L'esthétique du "Néon-Noir"

Visuellement, HD4x.net ne pourrait rêver mieux. La photographie de Newton Thomas Sigel est un chef-d’œuvre de contrastes. Los Angeles n'est pas montrée comme une ville ensoleillée, mais comme un labyrinthe de béton éclairé par des néons roses, bleus et oranges. Chaque plan est composé comme un tableau.

Et comment parler de Drive sans évoquer sa bande originale ? La musique de Cliff Martinez, ponctuée par les titres désormais cultes de Kavinsky (Nightcall) ou de College, enveloppe le spectateur dans une nappe synthétique hypnotique. C’est elle qui donne au film cette atmosphère de rêve éveillé, cette mélancolie qui nous poursuit bien après le générique de fin.

Une violence organique

Attention toutefois : la douceur des lumières néon cache une violence d'une brutalité inouïe. Quand le Driver doit protéger ceux qu'il aime, il devient une machine de guerre froide et méthodique. La scène de l'ascenseur est, à ce titre, l'une des plus marquantes du cinéma de ces vingt dernières années : un baiser suspendu dans le temps, suivi immédiatement d'un déchaînement de violence sauvage. Ce contraste brutal est l'essence même du film.

L’avis HD4x : Pourquoi faut-il le (re)voir ?

Drive est un film organique. On ressent la chaleur du bitume, l'odeur de l'essence et le poids de la solitude du héros. Ce n'est pas juste un "film de bagnoles" (les scènes de poursuite sont d'ailleurs rares, mais magistrales car réalistes), c'est une tragédie moderne sur le sacrifice et l'identité.

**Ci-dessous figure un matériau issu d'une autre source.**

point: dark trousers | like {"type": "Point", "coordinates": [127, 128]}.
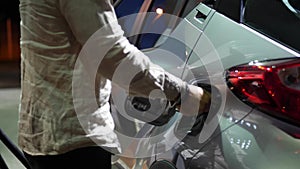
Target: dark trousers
{"type": "Point", "coordinates": [83, 158]}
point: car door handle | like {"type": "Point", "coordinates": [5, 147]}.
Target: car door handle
{"type": "Point", "coordinates": [200, 15]}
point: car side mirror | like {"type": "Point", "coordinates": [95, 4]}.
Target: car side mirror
{"type": "Point", "coordinates": [293, 6]}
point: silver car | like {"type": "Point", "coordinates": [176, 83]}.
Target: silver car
{"type": "Point", "coordinates": [246, 53]}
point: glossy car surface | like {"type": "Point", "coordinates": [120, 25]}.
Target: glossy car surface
{"type": "Point", "coordinates": [236, 46]}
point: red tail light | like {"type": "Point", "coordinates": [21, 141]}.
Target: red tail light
{"type": "Point", "coordinates": [271, 86]}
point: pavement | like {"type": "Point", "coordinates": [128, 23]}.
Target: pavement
{"type": "Point", "coordinates": [9, 102]}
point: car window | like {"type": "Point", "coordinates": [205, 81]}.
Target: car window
{"type": "Point", "coordinates": [275, 19]}
{"type": "Point", "coordinates": [230, 8]}
{"type": "Point", "coordinates": [159, 22]}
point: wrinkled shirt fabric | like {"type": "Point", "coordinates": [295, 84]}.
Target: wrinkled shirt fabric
{"type": "Point", "coordinates": [53, 33]}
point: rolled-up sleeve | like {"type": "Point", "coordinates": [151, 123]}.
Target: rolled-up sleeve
{"type": "Point", "coordinates": [95, 25]}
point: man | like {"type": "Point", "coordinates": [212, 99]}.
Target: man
{"type": "Point", "coordinates": [53, 33]}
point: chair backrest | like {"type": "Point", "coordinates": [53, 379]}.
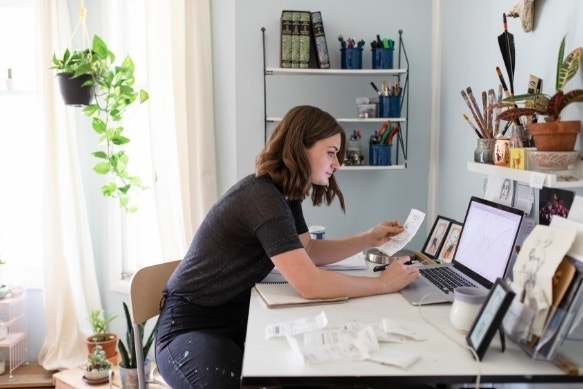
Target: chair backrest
{"type": "Point", "coordinates": [145, 294]}
{"type": "Point", "coordinates": [146, 290]}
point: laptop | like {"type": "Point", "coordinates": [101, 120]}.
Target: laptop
{"type": "Point", "coordinates": [483, 254]}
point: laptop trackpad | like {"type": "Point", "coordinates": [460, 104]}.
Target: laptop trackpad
{"type": "Point", "coordinates": [421, 291]}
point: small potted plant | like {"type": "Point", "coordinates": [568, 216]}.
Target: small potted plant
{"type": "Point", "coordinates": [111, 90]}
{"type": "Point", "coordinates": [551, 106]}
{"type": "Point", "coordinates": [98, 367]}
{"type": "Point", "coordinates": [101, 336]}
{"type": "Point", "coordinates": [128, 365]}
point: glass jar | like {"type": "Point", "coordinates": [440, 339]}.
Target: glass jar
{"type": "Point", "coordinates": [484, 152]}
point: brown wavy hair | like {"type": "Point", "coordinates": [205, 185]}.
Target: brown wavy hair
{"type": "Point", "coordinates": [284, 156]}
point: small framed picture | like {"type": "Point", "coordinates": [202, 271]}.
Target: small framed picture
{"type": "Point", "coordinates": [436, 237]}
{"type": "Point", "coordinates": [450, 243]}
{"type": "Point", "coordinates": [490, 317]}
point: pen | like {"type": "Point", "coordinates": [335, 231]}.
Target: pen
{"type": "Point", "coordinates": [380, 268]}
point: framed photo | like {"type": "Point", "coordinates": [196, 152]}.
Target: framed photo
{"type": "Point", "coordinates": [450, 242]}
{"type": "Point", "coordinates": [490, 317]}
{"type": "Point", "coordinates": [436, 237]}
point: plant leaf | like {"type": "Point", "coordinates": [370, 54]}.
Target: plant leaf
{"type": "Point", "coordinates": [569, 68]}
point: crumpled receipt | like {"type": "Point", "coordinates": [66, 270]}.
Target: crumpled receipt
{"type": "Point", "coordinates": [397, 242]}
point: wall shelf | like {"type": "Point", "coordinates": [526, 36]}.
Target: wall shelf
{"type": "Point", "coordinates": [400, 142]}
{"type": "Point", "coordinates": [532, 178]}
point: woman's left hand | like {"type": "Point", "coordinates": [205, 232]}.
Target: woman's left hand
{"type": "Point", "coordinates": [384, 231]}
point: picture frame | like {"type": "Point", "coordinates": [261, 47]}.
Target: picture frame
{"type": "Point", "coordinates": [436, 237]}
{"type": "Point", "coordinates": [489, 319]}
{"type": "Point", "coordinates": [449, 246]}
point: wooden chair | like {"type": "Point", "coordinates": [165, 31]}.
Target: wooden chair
{"type": "Point", "coordinates": [145, 294]}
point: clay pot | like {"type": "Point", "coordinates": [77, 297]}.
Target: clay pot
{"type": "Point", "coordinates": [555, 136]}
{"type": "Point", "coordinates": [109, 346]}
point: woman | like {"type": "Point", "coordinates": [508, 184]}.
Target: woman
{"type": "Point", "coordinates": [257, 224]}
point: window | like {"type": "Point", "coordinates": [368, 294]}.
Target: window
{"type": "Point", "coordinates": [138, 242]}
{"type": "Point", "coordinates": [21, 147]}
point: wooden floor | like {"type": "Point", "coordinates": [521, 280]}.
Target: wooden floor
{"type": "Point", "coordinates": [27, 376]}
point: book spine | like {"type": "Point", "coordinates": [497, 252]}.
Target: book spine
{"type": "Point", "coordinates": [305, 38]}
{"type": "Point", "coordinates": [286, 39]}
{"type": "Point", "coordinates": [321, 47]}
{"type": "Point", "coordinates": [295, 62]}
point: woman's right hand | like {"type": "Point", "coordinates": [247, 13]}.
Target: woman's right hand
{"type": "Point", "coordinates": [398, 275]}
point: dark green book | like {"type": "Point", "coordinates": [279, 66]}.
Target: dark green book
{"type": "Point", "coordinates": [286, 39]}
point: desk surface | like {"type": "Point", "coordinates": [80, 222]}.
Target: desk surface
{"type": "Point", "coordinates": [272, 362]}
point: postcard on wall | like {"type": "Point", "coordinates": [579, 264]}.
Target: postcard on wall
{"type": "Point", "coordinates": [500, 190]}
{"type": "Point", "coordinates": [552, 202]}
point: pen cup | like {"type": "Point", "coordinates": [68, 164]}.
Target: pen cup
{"type": "Point", "coordinates": [382, 58]}
{"type": "Point", "coordinates": [389, 106]}
{"type": "Point", "coordinates": [351, 58]}
{"type": "Point", "coordinates": [379, 155]}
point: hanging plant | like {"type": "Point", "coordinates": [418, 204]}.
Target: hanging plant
{"type": "Point", "coordinates": [113, 93]}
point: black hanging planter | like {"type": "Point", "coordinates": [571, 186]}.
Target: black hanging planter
{"type": "Point", "coordinates": [73, 91]}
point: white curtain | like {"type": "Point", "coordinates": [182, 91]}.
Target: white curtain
{"type": "Point", "coordinates": [70, 282]}
{"type": "Point", "coordinates": [180, 109]}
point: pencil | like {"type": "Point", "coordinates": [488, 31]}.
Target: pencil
{"type": "Point", "coordinates": [472, 125]}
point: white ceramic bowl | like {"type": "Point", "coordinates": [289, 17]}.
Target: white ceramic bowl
{"type": "Point", "coordinates": [552, 160]}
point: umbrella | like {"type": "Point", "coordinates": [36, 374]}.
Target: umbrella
{"type": "Point", "coordinates": [506, 43]}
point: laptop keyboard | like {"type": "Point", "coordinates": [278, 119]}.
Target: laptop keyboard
{"type": "Point", "coordinates": [445, 278]}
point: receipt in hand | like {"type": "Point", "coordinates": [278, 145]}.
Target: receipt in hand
{"type": "Point", "coordinates": [411, 226]}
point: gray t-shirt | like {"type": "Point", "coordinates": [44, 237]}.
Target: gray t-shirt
{"type": "Point", "coordinates": [231, 250]}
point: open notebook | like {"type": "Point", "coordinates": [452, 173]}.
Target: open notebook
{"type": "Point", "coordinates": [282, 294]}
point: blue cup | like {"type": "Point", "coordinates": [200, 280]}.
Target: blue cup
{"type": "Point", "coordinates": [382, 58]}
{"type": "Point", "coordinates": [379, 155]}
{"type": "Point", "coordinates": [394, 106]}
{"type": "Point", "coordinates": [351, 58]}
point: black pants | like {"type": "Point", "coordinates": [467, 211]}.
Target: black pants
{"type": "Point", "coordinates": [201, 347]}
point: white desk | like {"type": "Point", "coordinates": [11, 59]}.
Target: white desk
{"type": "Point", "coordinates": [271, 362]}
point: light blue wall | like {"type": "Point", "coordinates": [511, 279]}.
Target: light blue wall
{"type": "Point", "coordinates": [470, 54]}
{"type": "Point", "coordinates": [370, 196]}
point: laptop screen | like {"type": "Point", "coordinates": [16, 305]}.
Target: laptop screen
{"type": "Point", "coordinates": [487, 240]}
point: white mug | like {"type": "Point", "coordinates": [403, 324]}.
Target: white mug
{"type": "Point", "coordinates": [317, 232]}
{"type": "Point", "coordinates": [467, 302]}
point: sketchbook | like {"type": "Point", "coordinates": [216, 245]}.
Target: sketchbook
{"type": "Point", "coordinates": [282, 294]}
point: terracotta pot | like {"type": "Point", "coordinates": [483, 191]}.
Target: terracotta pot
{"type": "Point", "coordinates": [109, 346]}
{"type": "Point", "coordinates": [555, 136]}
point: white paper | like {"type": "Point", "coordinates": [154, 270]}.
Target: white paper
{"type": "Point", "coordinates": [401, 359]}
{"type": "Point", "coordinates": [397, 242]}
{"type": "Point", "coordinates": [536, 263]}
{"type": "Point", "coordinates": [523, 197]}
{"type": "Point", "coordinates": [500, 190]}
{"type": "Point", "coordinates": [296, 327]}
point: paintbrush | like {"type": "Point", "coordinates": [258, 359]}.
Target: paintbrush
{"type": "Point", "coordinates": [467, 100]}
{"type": "Point", "coordinates": [473, 126]}
{"type": "Point", "coordinates": [476, 107]}
{"type": "Point", "coordinates": [485, 109]}
{"type": "Point", "coordinates": [491, 99]}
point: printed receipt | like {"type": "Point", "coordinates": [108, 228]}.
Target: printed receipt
{"type": "Point", "coordinates": [411, 226]}
{"type": "Point", "coordinates": [315, 342]}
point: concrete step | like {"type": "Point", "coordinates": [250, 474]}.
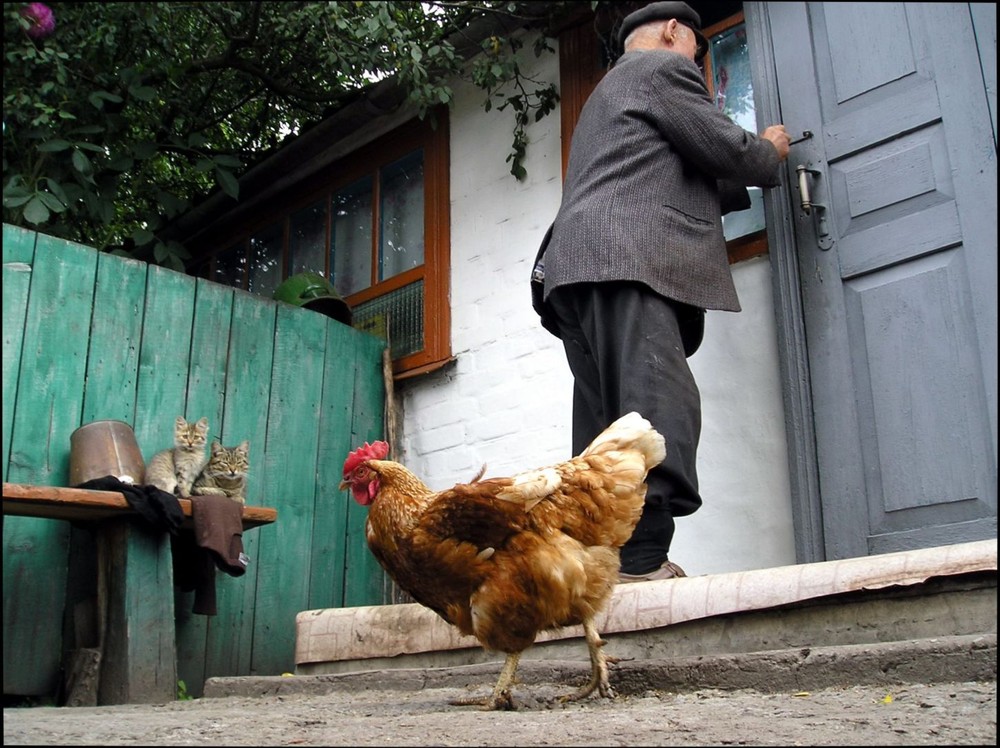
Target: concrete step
{"type": "Point", "coordinates": [928, 594]}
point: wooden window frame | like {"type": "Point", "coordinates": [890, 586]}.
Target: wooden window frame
{"type": "Point", "coordinates": [432, 135]}
{"type": "Point", "coordinates": [581, 69]}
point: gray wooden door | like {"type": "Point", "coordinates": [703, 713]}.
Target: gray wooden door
{"type": "Point", "coordinates": [898, 271]}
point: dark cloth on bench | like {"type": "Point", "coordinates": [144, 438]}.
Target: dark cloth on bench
{"type": "Point", "coordinates": [159, 509]}
{"type": "Point", "coordinates": [216, 542]}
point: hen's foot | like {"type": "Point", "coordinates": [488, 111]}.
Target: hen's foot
{"type": "Point", "coordinates": [497, 702]}
{"type": "Point", "coordinates": [598, 667]}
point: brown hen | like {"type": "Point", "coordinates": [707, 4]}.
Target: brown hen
{"type": "Point", "coordinates": [503, 559]}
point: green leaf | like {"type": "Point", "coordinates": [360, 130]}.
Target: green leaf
{"type": "Point", "coordinates": [51, 202]}
{"type": "Point", "coordinates": [81, 163]}
{"type": "Point", "coordinates": [144, 150]}
{"type": "Point", "coordinates": [142, 237]}
{"type": "Point", "coordinates": [143, 93]}
{"type": "Point", "coordinates": [229, 184]}
{"type": "Point", "coordinates": [16, 202]}
{"type": "Point", "coordinates": [35, 211]}
{"type": "Point", "coordinates": [56, 189]}
{"type": "Point", "coordinates": [53, 146]}
{"type": "Point", "coordinates": [230, 161]}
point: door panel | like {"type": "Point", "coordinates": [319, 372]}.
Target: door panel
{"type": "Point", "coordinates": [897, 267]}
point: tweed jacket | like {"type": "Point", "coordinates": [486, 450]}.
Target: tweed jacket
{"type": "Point", "coordinates": [641, 199]}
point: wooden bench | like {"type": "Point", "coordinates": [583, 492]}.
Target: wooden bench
{"type": "Point", "coordinates": [137, 659]}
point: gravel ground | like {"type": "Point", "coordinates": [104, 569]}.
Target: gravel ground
{"type": "Point", "coordinates": [961, 713]}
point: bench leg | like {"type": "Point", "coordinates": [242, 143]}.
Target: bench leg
{"type": "Point", "coordinates": [137, 629]}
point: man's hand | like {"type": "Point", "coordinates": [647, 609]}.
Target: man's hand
{"type": "Point", "coordinates": [777, 135]}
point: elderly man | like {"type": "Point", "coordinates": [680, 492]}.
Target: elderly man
{"type": "Point", "coordinates": [636, 253]}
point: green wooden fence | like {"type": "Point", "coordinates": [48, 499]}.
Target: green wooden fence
{"type": "Point", "coordinates": [90, 336]}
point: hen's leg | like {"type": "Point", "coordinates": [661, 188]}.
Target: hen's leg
{"type": "Point", "coordinates": [501, 698]}
{"type": "Point", "coordinates": [598, 667]}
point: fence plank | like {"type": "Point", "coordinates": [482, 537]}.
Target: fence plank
{"type": "Point", "coordinates": [248, 391]}
{"type": "Point", "coordinates": [18, 253]}
{"type": "Point", "coordinates": [329, 534]}
{"type": "Point", "coordinates": [115, 338]}
{"type": "Point", "coordinates": [206, 386]}
{"type": "Point", "coordinates": [365, 583]}
{"type": "Point", "coordinates": [112, 375]}
{"type": "Point", "coordinates": [290, 473]}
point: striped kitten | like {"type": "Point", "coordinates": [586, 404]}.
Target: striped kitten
{"type": "Point", "coordinates": [174, 470]}
{"type": "Point", "coordinates": [225, 474]}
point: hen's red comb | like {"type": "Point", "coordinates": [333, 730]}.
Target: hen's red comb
{"type": "Point", "coordinates": [374, 451]}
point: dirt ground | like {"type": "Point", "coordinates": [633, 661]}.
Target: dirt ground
{"type": "Point", "coordinates": [921, 714]}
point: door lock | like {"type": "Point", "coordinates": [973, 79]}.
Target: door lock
{"type": "Point", "coordinates": [808, 205]}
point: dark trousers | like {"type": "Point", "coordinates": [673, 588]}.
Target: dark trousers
{"type": "Point", "coordinates": [627, 348]}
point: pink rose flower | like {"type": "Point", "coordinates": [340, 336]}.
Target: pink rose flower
{"type": "Point", "coordinates": [41, 18]}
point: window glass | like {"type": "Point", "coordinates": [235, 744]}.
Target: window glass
{"type": "Point", "coordinates": [265, 259]}
{"type": "Point", "coordinates": [307, 239]}
{"type": "Point", "coordinates": [734, 96]}
{"type": "Point", "coordinates": [351, 237]}
{"type": "Point", "coordinates": [230, 265]}
{"type": "Point", "coordinates": [401, 240]}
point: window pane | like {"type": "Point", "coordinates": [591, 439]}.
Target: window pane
{"type": "Point", "coordinates": [734, 96]}
{"type": "Point", "coordinates": [307, 239]}
{"type": "Point", "coordinates": [265, 260]}
{"type": "Point", "coordinates": [397, 316]}
{"type": "Point", "coordinates": [401, 245]}
{"type": "Point", "coordinates": [351, 238]}
{"type": "Point", "coordinates": [230, 265]}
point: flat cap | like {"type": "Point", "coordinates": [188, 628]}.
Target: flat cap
{"type": "Point", "coordinates": [664, 12]}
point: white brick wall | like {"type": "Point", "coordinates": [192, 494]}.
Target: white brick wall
{"type": "Point", "coordinates": [506, 401]}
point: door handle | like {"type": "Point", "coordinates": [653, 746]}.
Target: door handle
{"type": "Point", "coordinates": [808, 205]}
{"type": "Point", "coordinates": [806, 134]}
{"type": "Point", "coordinates": [805, 198]}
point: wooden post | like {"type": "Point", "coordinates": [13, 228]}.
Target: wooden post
{"type": "Point", "coordinates": [136, 583]}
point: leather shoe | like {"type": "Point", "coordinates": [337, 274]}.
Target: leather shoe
{"type": "Point", "coordinates": [666, 570]}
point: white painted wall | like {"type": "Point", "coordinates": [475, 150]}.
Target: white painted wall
{"type": "Point", "coordinates": [506, 401]}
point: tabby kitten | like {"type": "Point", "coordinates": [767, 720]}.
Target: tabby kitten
{"type": "Point", "coordinates": [174, 470]}
{"type": "Point", "coordinates": [225, 474]}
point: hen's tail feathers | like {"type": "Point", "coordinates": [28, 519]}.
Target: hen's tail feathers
{"type": "Point", "coordinates": [631, 431]}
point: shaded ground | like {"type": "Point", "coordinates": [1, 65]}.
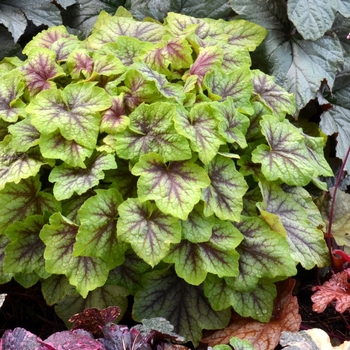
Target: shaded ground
{"type": "Point", "coordinates": [27, 308]}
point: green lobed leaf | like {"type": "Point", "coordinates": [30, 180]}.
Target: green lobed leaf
{"type": "Point", "coordinates": [46, 38]}
{"type": "Point", "coordinates": [100, 298]}
{"type": "Point", "coordinates": [73, 110]}
{"type": "Point", "coordinates": [55, 146]}
{"type": "Point", "coordinates": [4, 276]}
{"type": "Point", "coordinates": [15, 166]}
{"type": "Point", "coordinates": [198, 227]}
{"type": "Point", "coordinates": [130, 273]}
{"type": "Point", "coordinates": [11, 90]}
{"type": "Point", "coordinates": [271, 94]}
{"type": "Point", "coordinates": [166, 89]}
{"type": "Point", "coordinates": [164, 294]}
{"type": "Point", "coordinates": [85, 273]}
{"type": "Point", "coordinates": [194, 260]}
{"type": "Point", "coordinates": [40, 70]}
{"type": "Point", "coordinates": [207, 60]}
{"type": "Point", "coordinates": [55, 288]}
{"type": "Point", "coordinates": [223, 197]}
{"type": "Point", "coordinates": [306, 241]}
{"type": "Point", "coordinates": [128, 49]}
{"type": "Point", "coordinates": [137, 89]}
{"type": "Point", "coordinates": [149, 231]}
{"type": "Point", "coordinates": [287, 157]}
{"type": "Point", "coordinates": [236, 84]}
{"type": "Point", "coordinates": [18, 201]}
{"type": "Point", "coordinates": [151, 129]}
{"type": "Point", "coordinates": [25, 252]}
{"type": "Point", "coordinates": [175, 187]}
{"type": "Point", "coordinates": [69, 179]}
{"type": "Point", "coordinates": [263, 254]}
{"type": "Point", "coordinates": [24, 135]}
{"type": "Point", "coordinates": [235, 124]}
{"type": "Point", "coordinates": [115, 118]}
{"type": "Point", "coordinates": [126, 26]}
{"type": "Point", "coordinates": [201, 127]}
{"type": "Point", "coordinates": [97, 234]}
{"type": "Point", "coordinates": [174, 52]}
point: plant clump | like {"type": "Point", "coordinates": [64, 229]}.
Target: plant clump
{"type": "Point", "coordinates": [151, 160]}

Si vous cherchez un film qui prend son temps, qui privilégie l'émotion visuelle au dialogue explicatif, Drive est un incontournable. C’est une œuvre qui a du style, mais qui a surtout une âme. Une âme sombre, certes, mais d'une beauté foudroyante.

🏆 Le Verdict HD4x

Note : 9/10

Pourquoi cette note ? Drive est plus qu’un film, c’est une expérience sensorielle. Rarement une œuvre aura réussi à marier avec autant de brio une esthétique aussi léchée (merci les néons et la synthwave) à une émotion aussi brute et humaine. Ce n'est pas un film parfait — certains le trouveront trop contemplatif — mais c'est un film qui a une identité visuelle et sonore indélébile.

Les + :

  • La mise en scène de Refn : Chaque plan est une claque visuelle.

  • La BO iconique : On ne peut plus conduire de nuit sans écouter Nightcall.

  • Ryan Gosling : Le rôle de sa vie, tout en retenue et en intensité.

  • Le contraste : Ce mélange fascinant entre poésie romantique et ultraviolence.

Les - :

  • Le rythme : Les silences et la lenteur peuvent désorienter ceux qui attendent un Fast & Furious.